Brickbats
-A security guard at Seagoville High School in Dallas, Texas, ordered a student to take off her rosary. Local police say rosary beads are a gang symbol.
-In California's Dos Palos High School, an assistant principal forced Jake Shelly to take off his shirt and wear a T-shirt proclaiming him a dress code violator. Shelly's shirt, said the official, violated a provision of the dress code banning clothing that promotes "specific races, cultures, or ethnicities." It depicted the American flag.
-Dave Alsop parked his car in a lot near Torquy Harbor in England at 2:49 p.m. He paid for 75 minutes, allowing him to park until 4:04 p.m. But when he got back to his car at 3:41 p.m., he found a traffic warden had just given him a ticket. When he protested, the man tapped 14.49 intohis calculator and then added .75, which gave him 15.24. He insisted this meant that Alsop's time expired at 3:24 p.m. After Alsop appealed the ticket and won, council officials said they'd give the warden extra training on how to tell time.
-State law may prohibit some Texans who own beachfront property from rebuilding on it in the wake of Hurricane Ike. The state considers anything between the average high-tide line and the average low-tide line public property. In some places, the storm may have eroded the beach so much that previously private territory is now in that zone. The owners won't be compensated for their lost property.
-Jack Anderson may be just 6, but he's been on the federal government's no-fly list for years. Well, actually it's someone with a name similar to his. But it's close enough. His mother says the first time he had trouble with airline security was in 2004, when Jack was just 2. She says it took her family an hour to convince officials that the tyke in the stroller wasn't the man on the list. It happened again two years later. Since that encounter, the Andersons have driven, not flown, on vacations.

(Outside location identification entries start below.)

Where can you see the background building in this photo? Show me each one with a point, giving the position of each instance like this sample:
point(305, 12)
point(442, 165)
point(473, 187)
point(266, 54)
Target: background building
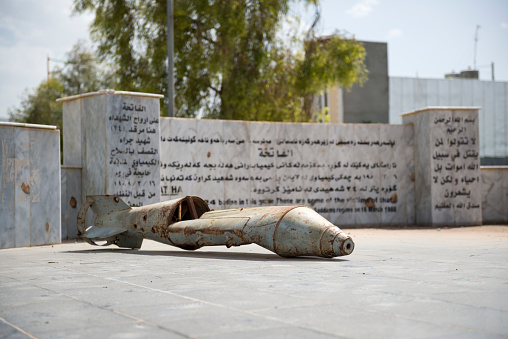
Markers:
point(382, 99)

-When police in South Charleston, West Virginia, pulled over Jose Cruz for driving under the influence and driving with no headlights, he passed gas and waved his hand, directing the smell toward the officer. So the cops added battery to the charges. After reviewing the case, prosecutors dropped that charge.
-The poet Friedrich Schiller has been dead for more than 200 years. But that didn't stop the German government from billing him for his mandatory TV and radio license fee. Bills continue to arrive at the Friedrich Schiller Primary School, even after the headmaster wrote to the collection agency reminding them that Schiller has long been dead.
-When Brazil's Environment Ministry set out to document the 100 biggest illegal loggers, it found the biggest offender was the government itself. The six largest deforested areas of the Amazon belong to the National Institute for Colonization and Agrarian Reform.